La Méthode Feldenkrais est une méthode globale
Le travail proposé s’adresse à tous ceux qui désirent tirer le meilleur parti d’eux-mêmes et se rapprocher du potentiel maximal que chacun porte en soi. Elle tend à améliorer la prise en charge des humains par eux-mêmes. ll ne s’agit donc pas d‘obéir à des ordres ni d’accomplir des performances. L’idée maîtresse du travail est la suivante : prêter attention à l’expression sensorielle que procure l’amorce des mouvements afin de créer de nouveaux circuits nerveux. Car répéter un mouvement mécaniquement, sans être attentif  à ce qui se produit et à ce que l’on ressent, peut avoir une certaine utilité, mais qui n’ajoute rien au développement. En effet ce ne sont pas les dispositions ou les qualités d’un individu qui doivent être améliorées, mais la manière dont s’accomplissent ses actes. Ce que l’on apprend de cette façon n’est pas un article de plus dans les tiroirs d’une science figée mais une correction dynamique du processus de pensée. L’homme apprend surtout grâce à son expérience individuelle ; les animaux, grâce à l’expérience de leur espèce. Lorsque nous faisons notre entrée dans le monde, nous ne savons parler aucun langage articulé, ni marcher, ni lire ni chanter, ni compter, etc. En revanche, nous possédons une structure dotée de dispositions nous permettant d’accomplir tous ses actes. Bien ou mal.

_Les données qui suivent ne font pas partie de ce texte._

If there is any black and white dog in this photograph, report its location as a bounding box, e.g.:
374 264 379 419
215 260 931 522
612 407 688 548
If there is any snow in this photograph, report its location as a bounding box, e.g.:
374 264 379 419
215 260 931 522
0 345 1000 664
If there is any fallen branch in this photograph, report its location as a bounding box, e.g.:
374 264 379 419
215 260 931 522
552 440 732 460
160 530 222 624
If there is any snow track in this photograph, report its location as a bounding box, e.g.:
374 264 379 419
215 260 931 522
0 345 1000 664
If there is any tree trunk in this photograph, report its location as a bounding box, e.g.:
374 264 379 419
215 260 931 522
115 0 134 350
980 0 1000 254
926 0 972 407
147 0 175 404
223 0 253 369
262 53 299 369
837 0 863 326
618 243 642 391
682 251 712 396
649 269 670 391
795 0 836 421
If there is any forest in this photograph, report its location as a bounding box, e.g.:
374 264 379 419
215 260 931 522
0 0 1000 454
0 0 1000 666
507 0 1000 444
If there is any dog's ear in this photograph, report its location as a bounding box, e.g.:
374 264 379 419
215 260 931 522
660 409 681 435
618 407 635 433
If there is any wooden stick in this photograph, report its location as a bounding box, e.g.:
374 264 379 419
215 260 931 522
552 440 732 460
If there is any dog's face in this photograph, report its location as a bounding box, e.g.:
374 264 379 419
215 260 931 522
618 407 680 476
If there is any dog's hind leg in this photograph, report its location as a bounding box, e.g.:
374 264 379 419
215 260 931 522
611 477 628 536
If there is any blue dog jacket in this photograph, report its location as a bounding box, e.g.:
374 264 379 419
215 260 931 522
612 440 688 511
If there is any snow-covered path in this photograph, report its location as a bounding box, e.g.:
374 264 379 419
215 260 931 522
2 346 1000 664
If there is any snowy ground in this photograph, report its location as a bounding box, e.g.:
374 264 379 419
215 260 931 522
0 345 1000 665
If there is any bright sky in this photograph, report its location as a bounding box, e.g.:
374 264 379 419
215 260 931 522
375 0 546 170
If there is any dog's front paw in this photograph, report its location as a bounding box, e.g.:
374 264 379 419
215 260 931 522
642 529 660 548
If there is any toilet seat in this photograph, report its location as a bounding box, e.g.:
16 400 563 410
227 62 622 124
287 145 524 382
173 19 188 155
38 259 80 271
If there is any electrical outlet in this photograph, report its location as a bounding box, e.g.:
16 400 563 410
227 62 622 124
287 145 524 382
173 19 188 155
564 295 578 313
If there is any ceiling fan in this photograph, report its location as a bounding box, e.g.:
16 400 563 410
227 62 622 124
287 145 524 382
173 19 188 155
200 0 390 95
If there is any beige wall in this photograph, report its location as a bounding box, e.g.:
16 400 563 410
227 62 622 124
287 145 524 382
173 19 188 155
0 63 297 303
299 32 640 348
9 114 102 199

Pour certaines fonctions, nous sommes dés la naissance aussi bien dotés que les animaux. Les fonctions digestives et respiratoires, les mécanismes d’élimination, de régulation de la température et d’équilibre, de commande des battements cardiaques, tout ce qu’il faut pour que les processus chimiques se déroulent normalement est au point dés le début de la vie. Pas les fonctions de communication. Les abeilles  par  exemples,  construisent toutes leurs ruches. Sur le même modèle. Chez l’homme, rien n’est comparable : sa façon de parler, de se tenir debout, de marcher, etc., n’est pas congénitalement déterminée. Un enfant qui grandit au Japon parlera japonais. De même, la démarche varie d’une culture à l’autre. Ainsi à la différence de tous les autres animaux qui naissent avec un système nerveux prêt à fonctionner immédiatement et qui ne peuvent apprendre que de façon unique et prédéterminée, l’être humain à la faculté d’apprendre  à agir de multiples façons. Les animaux ont un système nerveux qui, à la naissance et à la mort, pèse a peu prés le même poids. En revanche, le bébé humain nait avec un cerveau qui pèse 350 grammes, mais quand l’adulte meurt, il pèse de 1 500 a 1700 grammes. Cette différence, c’est, d’une certaine façon, le poids de l’apprentissage.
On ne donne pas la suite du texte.